Daniel López¹, Olga Calero, Mercedes Jiménez, Margarita García-Calvo, and Margarita Del Val^¶

From the Unidad de Proteómica and ^¶Unidad de Inmunología Viral, Centro Nacional de Microbiología, Instituto de Salud Carlos III, 28220 Madrid, Spain and Department of Enzymology, Merck Research Laboratories, Rahway, New Jersey 07065

Mass spectrometry (MS)-based methods coupled to reverse phase chromatography separation are a useful technology to analyze complex peptide pools that are comprised of different peptides with unrelated sequences. In antigen presentation, proteasomes generate a set of short peptides that are closely related and overlapping and in some instances may even have identical retention times and identical masses. In these situations, micro-liquid chromatography-MS/MS focused on each theoretical parent ion followed by manual interpretation optimizes the identification of generated peptides. The results suggest that the degradation of short antigens by the proteasome occurs by sequential cleavage.

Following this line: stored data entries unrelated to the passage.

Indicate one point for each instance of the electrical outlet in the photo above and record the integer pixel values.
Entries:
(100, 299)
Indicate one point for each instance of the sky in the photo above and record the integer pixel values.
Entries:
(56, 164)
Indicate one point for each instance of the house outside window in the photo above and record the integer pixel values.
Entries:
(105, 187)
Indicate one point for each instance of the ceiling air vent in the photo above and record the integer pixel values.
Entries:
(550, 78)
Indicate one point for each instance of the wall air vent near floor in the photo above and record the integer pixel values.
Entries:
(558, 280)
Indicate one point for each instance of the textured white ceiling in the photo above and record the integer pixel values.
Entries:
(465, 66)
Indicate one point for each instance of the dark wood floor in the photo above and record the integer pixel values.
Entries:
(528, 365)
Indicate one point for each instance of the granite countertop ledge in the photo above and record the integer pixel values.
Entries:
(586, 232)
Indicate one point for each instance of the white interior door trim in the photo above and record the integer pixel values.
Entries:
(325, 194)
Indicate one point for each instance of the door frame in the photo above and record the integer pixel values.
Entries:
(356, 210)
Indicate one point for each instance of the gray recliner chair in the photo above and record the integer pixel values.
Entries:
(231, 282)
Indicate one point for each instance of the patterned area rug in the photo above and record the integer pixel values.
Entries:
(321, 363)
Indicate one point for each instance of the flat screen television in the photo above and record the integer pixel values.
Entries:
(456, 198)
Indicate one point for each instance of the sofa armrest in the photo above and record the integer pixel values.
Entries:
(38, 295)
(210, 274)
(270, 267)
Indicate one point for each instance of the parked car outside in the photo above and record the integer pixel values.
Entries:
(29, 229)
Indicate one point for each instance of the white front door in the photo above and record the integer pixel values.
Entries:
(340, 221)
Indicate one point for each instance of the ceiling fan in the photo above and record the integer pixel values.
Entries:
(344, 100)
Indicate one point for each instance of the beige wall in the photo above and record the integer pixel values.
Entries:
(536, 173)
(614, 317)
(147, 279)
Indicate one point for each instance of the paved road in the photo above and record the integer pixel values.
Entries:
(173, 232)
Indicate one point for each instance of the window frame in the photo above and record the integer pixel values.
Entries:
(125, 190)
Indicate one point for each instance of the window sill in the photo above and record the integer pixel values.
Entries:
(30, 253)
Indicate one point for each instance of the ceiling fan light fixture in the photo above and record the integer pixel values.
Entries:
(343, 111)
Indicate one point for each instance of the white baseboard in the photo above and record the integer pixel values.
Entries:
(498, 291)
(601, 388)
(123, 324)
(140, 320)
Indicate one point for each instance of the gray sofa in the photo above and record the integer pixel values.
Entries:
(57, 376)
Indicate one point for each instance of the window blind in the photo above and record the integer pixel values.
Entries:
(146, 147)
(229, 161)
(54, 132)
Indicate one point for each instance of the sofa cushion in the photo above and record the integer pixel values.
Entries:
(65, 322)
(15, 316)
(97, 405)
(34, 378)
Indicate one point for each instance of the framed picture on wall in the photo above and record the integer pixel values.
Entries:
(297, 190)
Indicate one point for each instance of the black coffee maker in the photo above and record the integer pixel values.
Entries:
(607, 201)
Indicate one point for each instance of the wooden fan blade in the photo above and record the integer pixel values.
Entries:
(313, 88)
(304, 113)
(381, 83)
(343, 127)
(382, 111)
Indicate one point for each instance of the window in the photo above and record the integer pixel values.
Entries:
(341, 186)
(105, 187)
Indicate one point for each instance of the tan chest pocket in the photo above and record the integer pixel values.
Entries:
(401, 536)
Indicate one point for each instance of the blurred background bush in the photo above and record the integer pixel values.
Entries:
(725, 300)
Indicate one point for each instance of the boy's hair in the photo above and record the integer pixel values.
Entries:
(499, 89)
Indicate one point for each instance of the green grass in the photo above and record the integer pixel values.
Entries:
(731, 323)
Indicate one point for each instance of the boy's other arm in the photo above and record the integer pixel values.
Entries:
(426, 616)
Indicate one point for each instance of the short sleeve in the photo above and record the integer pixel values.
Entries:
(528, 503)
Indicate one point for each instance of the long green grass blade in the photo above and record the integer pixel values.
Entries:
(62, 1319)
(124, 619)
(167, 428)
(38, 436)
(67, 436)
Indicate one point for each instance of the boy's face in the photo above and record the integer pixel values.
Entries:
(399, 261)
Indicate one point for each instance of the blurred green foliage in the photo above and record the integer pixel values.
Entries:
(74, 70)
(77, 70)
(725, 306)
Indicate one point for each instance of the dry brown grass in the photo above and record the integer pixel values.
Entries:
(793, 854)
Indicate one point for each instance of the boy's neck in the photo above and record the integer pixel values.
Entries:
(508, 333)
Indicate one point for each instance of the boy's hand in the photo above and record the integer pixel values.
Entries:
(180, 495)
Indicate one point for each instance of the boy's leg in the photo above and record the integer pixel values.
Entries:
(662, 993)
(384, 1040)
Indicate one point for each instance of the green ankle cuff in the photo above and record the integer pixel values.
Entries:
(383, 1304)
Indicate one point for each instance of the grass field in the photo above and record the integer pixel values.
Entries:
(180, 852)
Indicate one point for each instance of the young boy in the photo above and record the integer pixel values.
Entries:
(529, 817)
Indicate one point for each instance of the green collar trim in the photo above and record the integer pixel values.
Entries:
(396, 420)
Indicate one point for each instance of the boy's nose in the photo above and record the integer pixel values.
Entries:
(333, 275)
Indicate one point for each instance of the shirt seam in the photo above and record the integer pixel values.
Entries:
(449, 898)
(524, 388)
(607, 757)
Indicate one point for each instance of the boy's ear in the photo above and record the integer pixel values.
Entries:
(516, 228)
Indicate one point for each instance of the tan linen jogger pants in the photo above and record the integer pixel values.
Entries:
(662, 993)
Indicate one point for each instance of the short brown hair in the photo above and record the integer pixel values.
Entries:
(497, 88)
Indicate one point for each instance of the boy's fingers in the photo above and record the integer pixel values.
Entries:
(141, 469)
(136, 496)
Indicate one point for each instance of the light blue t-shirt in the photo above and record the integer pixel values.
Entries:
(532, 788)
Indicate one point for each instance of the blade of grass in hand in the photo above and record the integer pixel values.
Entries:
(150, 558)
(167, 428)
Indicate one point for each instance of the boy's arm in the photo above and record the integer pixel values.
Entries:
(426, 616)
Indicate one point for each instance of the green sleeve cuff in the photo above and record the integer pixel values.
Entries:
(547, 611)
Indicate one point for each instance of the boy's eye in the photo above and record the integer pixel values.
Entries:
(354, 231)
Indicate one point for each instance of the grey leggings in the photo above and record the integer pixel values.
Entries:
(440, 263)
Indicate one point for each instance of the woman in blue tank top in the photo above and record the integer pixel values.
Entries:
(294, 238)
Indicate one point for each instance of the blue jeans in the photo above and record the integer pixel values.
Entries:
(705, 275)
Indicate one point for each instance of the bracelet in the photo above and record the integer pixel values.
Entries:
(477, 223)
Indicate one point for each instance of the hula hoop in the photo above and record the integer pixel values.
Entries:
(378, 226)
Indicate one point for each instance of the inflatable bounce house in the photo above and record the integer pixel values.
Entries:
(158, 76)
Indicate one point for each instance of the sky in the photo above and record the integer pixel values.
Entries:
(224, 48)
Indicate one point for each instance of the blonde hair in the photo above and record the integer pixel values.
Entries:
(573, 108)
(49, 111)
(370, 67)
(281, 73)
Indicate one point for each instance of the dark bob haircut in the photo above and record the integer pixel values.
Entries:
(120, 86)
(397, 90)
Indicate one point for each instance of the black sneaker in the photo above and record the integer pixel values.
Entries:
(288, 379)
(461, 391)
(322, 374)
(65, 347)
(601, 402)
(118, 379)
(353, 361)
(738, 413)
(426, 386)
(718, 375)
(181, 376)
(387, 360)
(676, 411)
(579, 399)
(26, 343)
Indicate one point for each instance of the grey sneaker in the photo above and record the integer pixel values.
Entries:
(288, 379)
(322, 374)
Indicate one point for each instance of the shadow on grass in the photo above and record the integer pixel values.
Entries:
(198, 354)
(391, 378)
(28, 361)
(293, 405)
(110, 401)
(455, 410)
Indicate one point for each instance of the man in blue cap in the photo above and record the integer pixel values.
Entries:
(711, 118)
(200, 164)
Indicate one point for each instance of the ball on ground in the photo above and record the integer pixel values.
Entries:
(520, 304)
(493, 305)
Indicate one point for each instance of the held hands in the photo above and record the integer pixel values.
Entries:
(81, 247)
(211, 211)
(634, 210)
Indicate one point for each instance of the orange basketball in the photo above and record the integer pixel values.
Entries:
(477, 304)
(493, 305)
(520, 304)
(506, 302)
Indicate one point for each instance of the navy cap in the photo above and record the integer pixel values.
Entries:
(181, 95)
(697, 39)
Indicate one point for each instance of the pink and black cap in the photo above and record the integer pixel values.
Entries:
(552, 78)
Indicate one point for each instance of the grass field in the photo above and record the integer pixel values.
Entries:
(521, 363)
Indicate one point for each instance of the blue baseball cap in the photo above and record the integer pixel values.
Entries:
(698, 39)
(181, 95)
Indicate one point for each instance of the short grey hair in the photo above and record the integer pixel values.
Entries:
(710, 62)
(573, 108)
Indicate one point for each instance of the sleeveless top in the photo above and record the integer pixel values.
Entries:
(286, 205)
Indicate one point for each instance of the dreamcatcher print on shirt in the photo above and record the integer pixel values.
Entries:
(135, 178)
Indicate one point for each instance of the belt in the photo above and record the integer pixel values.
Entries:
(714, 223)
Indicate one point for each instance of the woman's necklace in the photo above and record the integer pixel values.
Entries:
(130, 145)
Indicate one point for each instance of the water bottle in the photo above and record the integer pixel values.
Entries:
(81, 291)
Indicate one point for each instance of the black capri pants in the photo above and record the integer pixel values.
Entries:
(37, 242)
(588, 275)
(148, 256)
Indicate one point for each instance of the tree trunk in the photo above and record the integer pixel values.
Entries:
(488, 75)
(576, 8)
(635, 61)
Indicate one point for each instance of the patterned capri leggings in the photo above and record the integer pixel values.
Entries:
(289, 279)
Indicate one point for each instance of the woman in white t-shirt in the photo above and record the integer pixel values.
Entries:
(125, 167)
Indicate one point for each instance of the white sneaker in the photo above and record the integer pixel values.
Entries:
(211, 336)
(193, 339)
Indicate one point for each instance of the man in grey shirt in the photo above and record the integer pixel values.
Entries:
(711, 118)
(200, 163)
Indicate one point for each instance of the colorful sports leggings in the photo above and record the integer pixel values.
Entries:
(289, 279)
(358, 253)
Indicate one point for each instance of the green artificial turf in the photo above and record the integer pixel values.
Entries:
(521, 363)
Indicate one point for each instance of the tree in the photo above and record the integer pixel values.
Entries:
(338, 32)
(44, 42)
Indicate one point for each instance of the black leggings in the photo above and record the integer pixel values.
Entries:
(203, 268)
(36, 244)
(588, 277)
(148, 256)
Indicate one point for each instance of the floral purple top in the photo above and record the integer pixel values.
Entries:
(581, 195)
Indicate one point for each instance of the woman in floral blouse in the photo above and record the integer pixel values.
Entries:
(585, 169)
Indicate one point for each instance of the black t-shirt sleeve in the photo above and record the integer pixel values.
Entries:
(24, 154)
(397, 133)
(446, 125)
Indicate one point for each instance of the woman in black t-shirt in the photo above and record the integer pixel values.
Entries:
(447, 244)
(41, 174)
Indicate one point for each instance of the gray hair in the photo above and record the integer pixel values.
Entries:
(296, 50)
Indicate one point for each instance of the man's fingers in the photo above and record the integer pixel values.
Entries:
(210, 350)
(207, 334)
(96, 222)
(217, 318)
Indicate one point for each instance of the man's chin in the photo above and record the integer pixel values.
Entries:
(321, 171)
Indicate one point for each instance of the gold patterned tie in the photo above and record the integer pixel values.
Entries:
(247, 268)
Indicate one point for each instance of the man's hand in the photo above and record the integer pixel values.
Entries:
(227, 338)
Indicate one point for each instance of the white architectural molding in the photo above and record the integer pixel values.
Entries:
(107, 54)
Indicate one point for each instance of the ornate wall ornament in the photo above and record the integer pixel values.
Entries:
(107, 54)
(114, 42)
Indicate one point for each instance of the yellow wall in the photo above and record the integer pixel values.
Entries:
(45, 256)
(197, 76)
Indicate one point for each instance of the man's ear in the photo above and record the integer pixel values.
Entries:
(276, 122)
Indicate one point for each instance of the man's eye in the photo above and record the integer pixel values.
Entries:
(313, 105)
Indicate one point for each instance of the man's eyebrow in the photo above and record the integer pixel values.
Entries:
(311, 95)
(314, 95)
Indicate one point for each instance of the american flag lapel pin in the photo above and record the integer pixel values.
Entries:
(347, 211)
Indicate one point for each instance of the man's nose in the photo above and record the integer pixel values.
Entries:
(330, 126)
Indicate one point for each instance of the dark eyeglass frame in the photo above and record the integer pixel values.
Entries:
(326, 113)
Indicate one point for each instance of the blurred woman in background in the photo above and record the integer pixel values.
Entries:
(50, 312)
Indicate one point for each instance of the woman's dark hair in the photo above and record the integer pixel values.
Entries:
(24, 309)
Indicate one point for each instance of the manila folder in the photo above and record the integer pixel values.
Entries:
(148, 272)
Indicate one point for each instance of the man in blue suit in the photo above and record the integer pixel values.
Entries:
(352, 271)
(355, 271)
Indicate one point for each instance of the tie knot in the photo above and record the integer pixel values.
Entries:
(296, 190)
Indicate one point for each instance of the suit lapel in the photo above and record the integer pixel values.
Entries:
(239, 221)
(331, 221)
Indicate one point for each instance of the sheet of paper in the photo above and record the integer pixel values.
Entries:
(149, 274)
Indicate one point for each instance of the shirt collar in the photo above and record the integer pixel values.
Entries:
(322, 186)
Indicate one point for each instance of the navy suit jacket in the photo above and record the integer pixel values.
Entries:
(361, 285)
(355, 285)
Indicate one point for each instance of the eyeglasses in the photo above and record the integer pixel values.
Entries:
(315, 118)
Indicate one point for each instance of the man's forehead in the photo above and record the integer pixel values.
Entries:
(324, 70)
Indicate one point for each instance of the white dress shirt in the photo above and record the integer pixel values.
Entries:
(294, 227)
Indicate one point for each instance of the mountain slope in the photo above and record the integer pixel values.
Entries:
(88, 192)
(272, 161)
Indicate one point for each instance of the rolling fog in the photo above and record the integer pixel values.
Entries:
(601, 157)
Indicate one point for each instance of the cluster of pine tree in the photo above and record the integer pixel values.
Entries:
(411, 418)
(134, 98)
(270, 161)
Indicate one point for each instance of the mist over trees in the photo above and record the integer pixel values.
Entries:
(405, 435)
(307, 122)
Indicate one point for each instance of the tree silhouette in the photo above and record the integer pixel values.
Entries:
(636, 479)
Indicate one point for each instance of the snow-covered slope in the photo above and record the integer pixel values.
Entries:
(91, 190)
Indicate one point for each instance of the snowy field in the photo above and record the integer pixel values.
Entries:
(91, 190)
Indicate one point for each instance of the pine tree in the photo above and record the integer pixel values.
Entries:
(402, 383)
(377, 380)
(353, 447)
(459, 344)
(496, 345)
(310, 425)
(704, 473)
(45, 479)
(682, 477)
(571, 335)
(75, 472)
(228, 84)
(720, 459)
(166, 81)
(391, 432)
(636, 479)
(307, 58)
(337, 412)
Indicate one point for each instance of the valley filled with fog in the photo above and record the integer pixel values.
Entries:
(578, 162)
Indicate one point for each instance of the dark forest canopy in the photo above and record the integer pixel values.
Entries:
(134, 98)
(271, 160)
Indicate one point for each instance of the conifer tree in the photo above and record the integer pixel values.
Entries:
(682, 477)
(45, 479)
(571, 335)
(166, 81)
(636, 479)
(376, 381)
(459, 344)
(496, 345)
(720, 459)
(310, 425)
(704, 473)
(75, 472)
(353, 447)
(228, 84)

Received for publication, June 22, 2006 , and in revised form, July 18, 2006.

^* This work was supported by grants from the Programa Ramón y Cajal, Comunidad de Madrid, Instituto de Salud Carlos III, Fundación FIPSE, and Fondo de Investigaciones Sanitarias de la SS (to D. L.) and from the Ministerio de Educación y Ciencia, Comunidad de Madrid, and Instituto de Salud Carlos III (to M. D. V.). The costs of publication of this article were defrayed in part by the payment of page charges. This article must therefore be hereby marked "advertisement" in accordance with 18 U.S.C. Section 1734 solely to indicate this fact.

¹ To whom correspondence and reprint requests should be addressed. Tel.: 34 91 822 37 08; Fax: 34 91 509 79 19; E-mail: dlopez{at}isciii.es.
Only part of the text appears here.